Il “Corriere della sera”, tanto per citarne uno, gli fa eco titolando: <<Ultimissima. Terrorista dilaniato dalla sua bomba. Nella notte sulla linea ferroviaria Trapani-Palermo. Il morto è Giuseppe Impastato, 30 anni, capolista di Democrazia proletaria nelle prossime elezioni amministrative. Trovato un biglietto: sono un fallito>>.
Per i magistrati quello di Peppino è un omicidio ad opera di ignoti. <<I soliti ignoti>>. Ma su chi sono quei maledetti la famiglia Impastato non ha la minima incertezza e l’ha fatto scrivere a chiare lettere sulla tomba di ciò che è rimasto di Peppino.
<<Giuseppe Impastato, rivoluzionario, militante comunista ucciso dalla mafia democristiana>>.
Quelli che scrivono bene direbbero che la storia di Peppino è una metafora siciliana. Il figlio del mafioso ucciso dalla mafia. Il padre che giura fedeltà a “cosa nostra” e il figlio contestatore che la sfida. Ma in Sicilia basta fare nomi e cognomi di chi comanda davvero per fare una finaccia.
<<La distanza più breve fra due punti – spiegava Peppino in una delle sue mille arringhe per denunciare il marcio di Cinisi – non è una retta, ma una serie di curve inventate dal sindaco per favorire gli amici nell’esproprio delle terre destinate alla costruzione di una autostrada>>.
Peppino, parlando pochi giorni prima dalla sua morte, accusò la commissione edilizia di Cinisi di aver rilasciato una licenza ad un costruttore prestanome della mafia, relativa alla costruzione di un edificio a cinque piani nella zona dell’aeroporto di Punta Raisi, dove non è consentito superare gli undici metri di altezza. Peppino, forse, ha iniziato a morire proprio da qui. Dall’ultimo altarino messo in piazza.
Impastato frugò anche nell’inchiesta sulla strage di Alcamo Marina nel 1976, in cui vennero uccisi due carabinieri, freddati con cinque colpi di pistola nel sonno. In un primo momento venne seguita la pista terroristica farneticando di “Brigate Rosse siciliane”.
Successivamente furono accusati cinque giovani malavitosi del posto. Non si sa bene che cosa Peppino avesse scoperto intorno alla strage. Forse la verità sulle torture che gli accusati denunciarono di aver subito nel corso degli interrogatori.
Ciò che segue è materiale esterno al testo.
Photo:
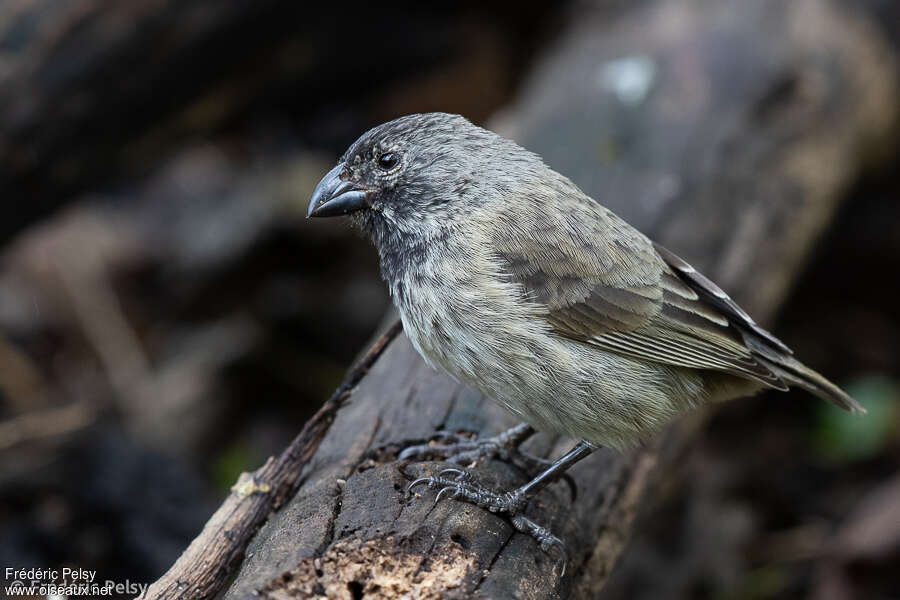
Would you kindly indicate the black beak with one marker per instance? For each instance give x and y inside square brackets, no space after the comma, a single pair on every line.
[334,196]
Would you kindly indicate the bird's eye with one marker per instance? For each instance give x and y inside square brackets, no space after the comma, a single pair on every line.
[388,160]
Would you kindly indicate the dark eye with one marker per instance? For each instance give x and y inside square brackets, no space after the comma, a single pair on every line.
[388,160]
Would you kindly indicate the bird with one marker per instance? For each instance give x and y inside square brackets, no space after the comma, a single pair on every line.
[514,281]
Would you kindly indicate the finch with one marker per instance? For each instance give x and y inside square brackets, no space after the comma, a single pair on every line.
[514,281]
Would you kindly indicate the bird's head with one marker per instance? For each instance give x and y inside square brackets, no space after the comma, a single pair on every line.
[421,173]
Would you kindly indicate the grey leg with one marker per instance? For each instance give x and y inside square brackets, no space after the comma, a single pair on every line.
[462,486]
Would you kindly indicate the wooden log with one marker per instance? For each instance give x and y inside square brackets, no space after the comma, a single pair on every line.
[726,131]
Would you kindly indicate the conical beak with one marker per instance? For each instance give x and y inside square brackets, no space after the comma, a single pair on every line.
[334,196]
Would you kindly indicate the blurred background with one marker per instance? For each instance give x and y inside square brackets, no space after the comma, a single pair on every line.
[168,319]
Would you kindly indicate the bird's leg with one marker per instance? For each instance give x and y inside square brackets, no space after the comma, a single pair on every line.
[462,486]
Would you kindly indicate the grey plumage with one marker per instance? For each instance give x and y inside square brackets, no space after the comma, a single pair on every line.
[514,281]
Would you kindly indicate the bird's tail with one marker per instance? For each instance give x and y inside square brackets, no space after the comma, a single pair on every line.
[795,373]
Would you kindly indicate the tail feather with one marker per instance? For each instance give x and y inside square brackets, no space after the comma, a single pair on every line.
[797,374]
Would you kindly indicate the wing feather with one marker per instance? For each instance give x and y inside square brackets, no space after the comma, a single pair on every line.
[647,304]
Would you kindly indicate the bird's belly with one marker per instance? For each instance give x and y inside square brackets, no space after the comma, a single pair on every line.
[551,382]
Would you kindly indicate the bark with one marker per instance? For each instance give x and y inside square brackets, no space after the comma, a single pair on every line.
[728,132]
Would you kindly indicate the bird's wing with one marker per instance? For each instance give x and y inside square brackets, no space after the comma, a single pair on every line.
[605,284]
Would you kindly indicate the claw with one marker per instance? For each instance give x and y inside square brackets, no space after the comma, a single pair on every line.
[441,493]
[418,481]
[460,474]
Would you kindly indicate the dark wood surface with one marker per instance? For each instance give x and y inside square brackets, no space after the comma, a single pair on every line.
[756,118]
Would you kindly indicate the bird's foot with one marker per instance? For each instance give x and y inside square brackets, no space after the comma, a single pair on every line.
[461,450]
[461,485]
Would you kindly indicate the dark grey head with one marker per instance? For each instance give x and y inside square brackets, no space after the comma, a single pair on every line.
[420,173]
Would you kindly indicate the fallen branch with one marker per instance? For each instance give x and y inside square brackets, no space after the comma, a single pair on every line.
[204,568]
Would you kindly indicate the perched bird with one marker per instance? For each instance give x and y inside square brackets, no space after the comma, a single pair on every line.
[516,282]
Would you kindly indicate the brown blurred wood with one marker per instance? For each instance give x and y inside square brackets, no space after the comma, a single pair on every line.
[755,118]
[95,92]
[204,568]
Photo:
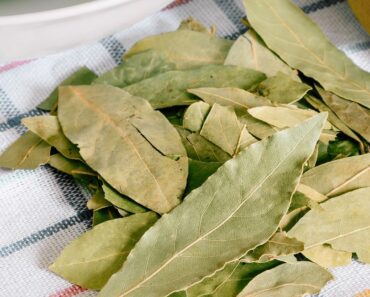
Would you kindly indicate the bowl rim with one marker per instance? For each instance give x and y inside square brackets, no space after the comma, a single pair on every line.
[61,13]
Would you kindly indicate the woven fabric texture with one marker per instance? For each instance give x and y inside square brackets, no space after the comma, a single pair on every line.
[43,210]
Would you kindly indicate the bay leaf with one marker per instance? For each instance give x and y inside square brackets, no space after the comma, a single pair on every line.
[332,117]
[105,214]
[327,257]
[339,176]
[288,280]
[48,128]
[115,130]
[170,88]
[344,224]
[194,25]
[195,116]
[68,166]
[214,224]
[250,51]
[91,259]
[120,201]
[284,28]
[237,98]
[352,114]
[199,148]
[28,152]
[278,245]
[136,68]
[228,281]
[83,76]
[281,88]
[199,172]
[186,48]
[97,201]
[222,128]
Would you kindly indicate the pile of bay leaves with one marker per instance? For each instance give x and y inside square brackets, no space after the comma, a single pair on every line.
[218,168]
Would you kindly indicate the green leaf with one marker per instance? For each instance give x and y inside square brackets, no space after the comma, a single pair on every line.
[227,282]
[136,68]
[222,128]
[339,176]
[250,51]
[333,118]
[48,128]
[327,257]
[68,166]
[83,76]
[282,89]
[105,214]
[199,172]
[288,280]
[170,88]
[199,148]
[278,245]
[344,224]
[237,98]
[97,201]
[195,115]
[352,114]
[185,48]
[117,131]
[285,28]
[215,223]
[91,259]
[120,201]
[28,152]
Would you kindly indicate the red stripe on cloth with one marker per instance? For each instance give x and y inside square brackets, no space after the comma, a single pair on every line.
[69,292]
[176,3]
[13,65]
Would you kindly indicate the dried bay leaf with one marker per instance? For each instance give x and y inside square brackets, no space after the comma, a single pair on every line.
[198,173]
[227,282]
[185,48]
[222,128]
[48,128]
[352,114]
[28,152]
[199,148]
[68,166]
[282,89]
[91,259]
[105,214]
[278,245]
[115,130]
[284,28]
[288,280]
[344,224]
[120,201]
[83,76]
[170,88]
[339,176]
[250,51]
[237,98]
[195,116]
[200,228]
[136,68]
[327,257]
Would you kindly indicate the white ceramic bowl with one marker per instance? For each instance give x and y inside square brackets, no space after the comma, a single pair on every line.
[35,33]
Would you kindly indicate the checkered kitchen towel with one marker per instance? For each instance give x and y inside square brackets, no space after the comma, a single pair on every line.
[42,210]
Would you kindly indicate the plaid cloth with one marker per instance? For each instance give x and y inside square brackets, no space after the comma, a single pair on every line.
[42,210]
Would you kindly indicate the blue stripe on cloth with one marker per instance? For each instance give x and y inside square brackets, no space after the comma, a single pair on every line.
[45,233]
[320,5]
[232,12]
[15,121]
[114,48]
Fatto sta che, all’indomani dell’assassinio di Impastato, i documenti su Alcamo Marina vennero sequestrati dai carabinieri nella casa della madre Felicia e mai restituiti.
Nel maggio 1984 l’Ufficio Istruzione del Tribunale di Palermo, emette una sentenza in cui si riconosce la matrice mafiosa del delitto, attribuito però ad ignoti.
Nel gennaio 1988 il Tribunale di Palermo invia una comunicazione giudiziaria al boss Badalamenti, ma nel maggio 1992, lo stesso Tribunale di Palermo dispone l’archiviazione del “caso”.
Giugno 1996, in seguito alle dichiarazioni del pentito Salvatore Palazzolo, che indica Badalamenti come il mandante dell’omicidio assieme al suo vice Vito Palazzolo, l’inchiesta viene riaperta.
Nel 1997 viene emesso un ordine di cattura per Badalamenti, incriminato come mandante del delitto.
Il 5 marzo 2001 la Corte d’assise condanna Vito Palazzolo a 30 anni di reclusione. L’11 aprile del 2002 a Gaetano Badalamenti viene comminata la pena dell’ergastolo.
Veniamo ad oggi. Resta irrisolto il nodo processuale del depistaggio. A riguardo sono indagati per favoreggiamento il generale Antonio Subranni (già condannato in primo grado al processo trattativa Stato-mafia) e per falso i 3 sottufficiali che all’epoca condussero la perquisizione a casa Impastato.